Ve tüm bunlar yaşanırken yapay zekanın yükselişine şahit olmaya başladık. Ancak metaverse’ten farklı olarak bu kez gerçekten insan hayatına pek çok noktada dokunabilen ve kullanımı oldukça kolay ve ucuz olan bir teknolojiden söz ediyoruz. Kullanıcının istediği resmini çizebilen, kullanıcı yerine e-mail atıp iş süreçlerindeki verimliliği artırabilen ChatGPT ve türevi araçlar, teknoloji sektörünün kalbine bomba gibi düştü.
Metaverse’te görmediğimiz o heyecanı yapay zeka da yaşadık.
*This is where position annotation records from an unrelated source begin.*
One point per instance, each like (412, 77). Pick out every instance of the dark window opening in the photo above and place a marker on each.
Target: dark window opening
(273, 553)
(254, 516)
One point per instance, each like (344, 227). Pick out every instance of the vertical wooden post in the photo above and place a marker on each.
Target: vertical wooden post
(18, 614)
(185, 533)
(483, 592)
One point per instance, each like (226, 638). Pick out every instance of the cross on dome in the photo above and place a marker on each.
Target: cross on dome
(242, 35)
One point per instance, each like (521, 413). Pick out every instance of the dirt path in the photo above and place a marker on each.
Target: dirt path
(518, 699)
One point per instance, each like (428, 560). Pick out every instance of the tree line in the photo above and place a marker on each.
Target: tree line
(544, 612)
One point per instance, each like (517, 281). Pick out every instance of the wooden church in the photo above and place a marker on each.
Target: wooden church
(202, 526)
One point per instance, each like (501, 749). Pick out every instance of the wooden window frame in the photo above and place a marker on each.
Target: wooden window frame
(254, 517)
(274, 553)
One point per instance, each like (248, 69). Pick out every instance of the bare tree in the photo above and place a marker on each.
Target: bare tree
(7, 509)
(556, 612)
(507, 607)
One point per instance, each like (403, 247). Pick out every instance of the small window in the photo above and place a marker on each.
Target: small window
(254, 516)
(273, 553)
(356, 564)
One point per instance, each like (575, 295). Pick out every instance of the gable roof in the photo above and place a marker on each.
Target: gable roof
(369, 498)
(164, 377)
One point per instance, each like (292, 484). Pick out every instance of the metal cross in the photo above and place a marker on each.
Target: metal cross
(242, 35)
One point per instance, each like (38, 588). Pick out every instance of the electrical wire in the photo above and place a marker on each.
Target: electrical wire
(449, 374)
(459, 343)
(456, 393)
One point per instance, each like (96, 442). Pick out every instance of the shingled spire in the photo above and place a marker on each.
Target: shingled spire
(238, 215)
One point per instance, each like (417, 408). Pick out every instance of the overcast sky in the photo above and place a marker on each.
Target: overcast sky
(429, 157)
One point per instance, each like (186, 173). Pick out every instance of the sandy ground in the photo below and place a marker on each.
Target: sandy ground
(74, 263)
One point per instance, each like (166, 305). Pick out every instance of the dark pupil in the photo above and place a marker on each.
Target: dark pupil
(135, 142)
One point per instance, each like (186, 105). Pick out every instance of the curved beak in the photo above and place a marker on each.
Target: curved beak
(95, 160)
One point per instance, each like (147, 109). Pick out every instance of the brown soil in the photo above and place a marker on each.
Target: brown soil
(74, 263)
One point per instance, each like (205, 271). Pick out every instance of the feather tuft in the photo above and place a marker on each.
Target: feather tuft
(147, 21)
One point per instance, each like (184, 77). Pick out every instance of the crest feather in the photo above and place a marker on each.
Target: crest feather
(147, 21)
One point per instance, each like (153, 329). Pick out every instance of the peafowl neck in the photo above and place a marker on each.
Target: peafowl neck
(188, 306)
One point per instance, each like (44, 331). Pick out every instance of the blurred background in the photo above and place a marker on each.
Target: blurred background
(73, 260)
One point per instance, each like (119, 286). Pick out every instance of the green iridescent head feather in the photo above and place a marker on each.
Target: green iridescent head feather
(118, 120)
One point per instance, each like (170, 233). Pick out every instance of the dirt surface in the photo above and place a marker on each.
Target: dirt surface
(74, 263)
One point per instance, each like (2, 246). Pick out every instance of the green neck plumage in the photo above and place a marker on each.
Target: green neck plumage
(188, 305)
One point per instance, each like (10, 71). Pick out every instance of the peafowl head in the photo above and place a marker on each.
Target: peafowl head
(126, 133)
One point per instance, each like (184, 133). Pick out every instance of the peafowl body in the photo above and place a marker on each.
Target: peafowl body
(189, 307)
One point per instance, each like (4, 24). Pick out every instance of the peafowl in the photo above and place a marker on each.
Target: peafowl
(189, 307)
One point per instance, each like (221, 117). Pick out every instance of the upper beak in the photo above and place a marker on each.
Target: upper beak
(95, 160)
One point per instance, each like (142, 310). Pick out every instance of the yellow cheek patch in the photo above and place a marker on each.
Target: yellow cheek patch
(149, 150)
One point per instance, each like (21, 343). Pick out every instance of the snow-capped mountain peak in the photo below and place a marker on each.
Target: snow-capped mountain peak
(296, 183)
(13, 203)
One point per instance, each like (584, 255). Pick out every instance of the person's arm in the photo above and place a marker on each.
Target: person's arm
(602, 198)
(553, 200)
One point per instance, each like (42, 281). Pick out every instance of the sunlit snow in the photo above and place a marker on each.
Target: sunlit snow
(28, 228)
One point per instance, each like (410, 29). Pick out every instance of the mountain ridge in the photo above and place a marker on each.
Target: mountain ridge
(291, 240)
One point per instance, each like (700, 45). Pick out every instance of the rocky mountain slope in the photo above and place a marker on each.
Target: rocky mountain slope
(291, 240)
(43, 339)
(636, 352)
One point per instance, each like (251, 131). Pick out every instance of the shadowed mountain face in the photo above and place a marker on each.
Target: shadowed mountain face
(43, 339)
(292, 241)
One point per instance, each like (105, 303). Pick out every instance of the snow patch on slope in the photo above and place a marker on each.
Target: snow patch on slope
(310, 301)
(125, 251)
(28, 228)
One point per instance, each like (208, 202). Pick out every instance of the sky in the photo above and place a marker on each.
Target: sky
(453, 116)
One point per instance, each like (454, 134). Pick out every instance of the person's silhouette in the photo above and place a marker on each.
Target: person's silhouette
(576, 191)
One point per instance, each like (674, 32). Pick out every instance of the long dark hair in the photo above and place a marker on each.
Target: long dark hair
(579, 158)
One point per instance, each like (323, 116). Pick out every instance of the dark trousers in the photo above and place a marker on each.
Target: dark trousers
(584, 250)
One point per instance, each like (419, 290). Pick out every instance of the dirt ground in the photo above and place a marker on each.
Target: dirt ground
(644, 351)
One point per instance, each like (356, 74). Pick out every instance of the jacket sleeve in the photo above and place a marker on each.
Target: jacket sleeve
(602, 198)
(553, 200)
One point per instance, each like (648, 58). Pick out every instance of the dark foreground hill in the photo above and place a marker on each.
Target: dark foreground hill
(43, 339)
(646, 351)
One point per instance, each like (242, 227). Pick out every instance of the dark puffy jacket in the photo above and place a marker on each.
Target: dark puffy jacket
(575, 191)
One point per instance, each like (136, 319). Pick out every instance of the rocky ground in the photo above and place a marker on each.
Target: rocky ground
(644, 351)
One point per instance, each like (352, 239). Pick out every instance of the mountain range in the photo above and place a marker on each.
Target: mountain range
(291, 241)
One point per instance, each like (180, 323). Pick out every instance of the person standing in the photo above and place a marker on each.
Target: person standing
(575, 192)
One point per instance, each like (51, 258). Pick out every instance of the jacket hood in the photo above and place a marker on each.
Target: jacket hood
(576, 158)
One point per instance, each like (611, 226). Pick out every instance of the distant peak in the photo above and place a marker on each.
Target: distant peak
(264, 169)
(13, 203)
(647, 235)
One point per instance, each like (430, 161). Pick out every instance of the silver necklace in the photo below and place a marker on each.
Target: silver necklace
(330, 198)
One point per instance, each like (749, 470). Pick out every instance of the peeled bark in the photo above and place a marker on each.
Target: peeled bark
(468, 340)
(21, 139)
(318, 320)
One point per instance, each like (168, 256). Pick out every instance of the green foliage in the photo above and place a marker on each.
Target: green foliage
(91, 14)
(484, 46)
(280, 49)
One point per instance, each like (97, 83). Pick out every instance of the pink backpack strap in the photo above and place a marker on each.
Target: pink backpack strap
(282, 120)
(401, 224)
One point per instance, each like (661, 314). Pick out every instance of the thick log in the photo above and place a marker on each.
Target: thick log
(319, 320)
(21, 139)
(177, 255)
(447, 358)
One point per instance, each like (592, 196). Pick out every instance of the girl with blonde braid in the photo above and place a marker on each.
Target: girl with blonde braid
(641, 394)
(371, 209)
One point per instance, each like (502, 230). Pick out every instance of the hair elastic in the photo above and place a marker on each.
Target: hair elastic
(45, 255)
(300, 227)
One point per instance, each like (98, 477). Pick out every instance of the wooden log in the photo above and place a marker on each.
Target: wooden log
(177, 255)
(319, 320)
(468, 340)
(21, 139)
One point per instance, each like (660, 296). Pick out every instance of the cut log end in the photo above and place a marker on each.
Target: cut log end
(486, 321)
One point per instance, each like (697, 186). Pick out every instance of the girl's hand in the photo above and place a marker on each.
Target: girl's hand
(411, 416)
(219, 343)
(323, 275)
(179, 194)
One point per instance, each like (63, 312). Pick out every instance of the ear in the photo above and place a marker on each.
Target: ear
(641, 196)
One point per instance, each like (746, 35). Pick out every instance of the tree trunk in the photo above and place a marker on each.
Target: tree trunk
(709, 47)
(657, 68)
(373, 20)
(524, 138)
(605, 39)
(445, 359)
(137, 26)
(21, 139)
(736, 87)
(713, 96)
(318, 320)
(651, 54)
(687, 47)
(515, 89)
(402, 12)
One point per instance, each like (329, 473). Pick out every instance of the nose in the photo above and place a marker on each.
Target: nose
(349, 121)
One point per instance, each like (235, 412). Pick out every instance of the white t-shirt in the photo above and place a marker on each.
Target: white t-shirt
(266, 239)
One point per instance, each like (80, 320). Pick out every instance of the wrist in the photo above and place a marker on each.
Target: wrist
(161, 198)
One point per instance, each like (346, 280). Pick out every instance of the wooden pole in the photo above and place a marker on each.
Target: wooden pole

Google, Microsoft dahil dünya devleri yapay zeka yarışına girdi ve Elon Musk da sürecin bir parçası olmaktan geri durmadı. Peki tüm bunlar olurken Zuckerberg ne yaptı dersiniz? Elbette bir ‘U’ dönüşü yaparak metaverse kavramını artık dillendirmemeye başladı ve yapay zeka diline daha çok dolanmaya başladı. Şirket yatırımlarında odak noktası olarak yapay zekayı alırken, metaverse için koparılan tüm kıyamet de boşa gitmiş oldu.
Sanal dünyalar veya kolektif çevrimiçi deneyimler fikri bir şekilde yaşamaya devam etse de Metaverse artık demode bir kavram.
Metaverse’in ölümü, teknoloji tarihindeki tartışmasız en tarihi başarısızlıklardan biri. Mark Zuckerberg’in “Metaverse” ile gerçekten ilgilendiğini hiç sanmıyorum, çünkü bunu hiçbir zaman avatarlar ve hantal donanımlarla biraz değiştirilmiş bir Facebook’un ötesinde tanımlamadı. Bu, insan etkileşiminin geleceğine yönelik gerçek bir vizyondan ziyade, hisse fiyatını artırmanın bir yoluydu. Ki bunda da başarılı oldu.
Zuckerberg, tüm teknoloji endüstrisini ve Amerikan iş dünyasının önemli bir bölümünü bu yarım yamalak fikrin arkasında hizaya getirmek için olağanüstü servetini ve gücünü kullandı. Özetle Zuckerberg herkesi yanılttı ve hepimize büyük bir ders verdi.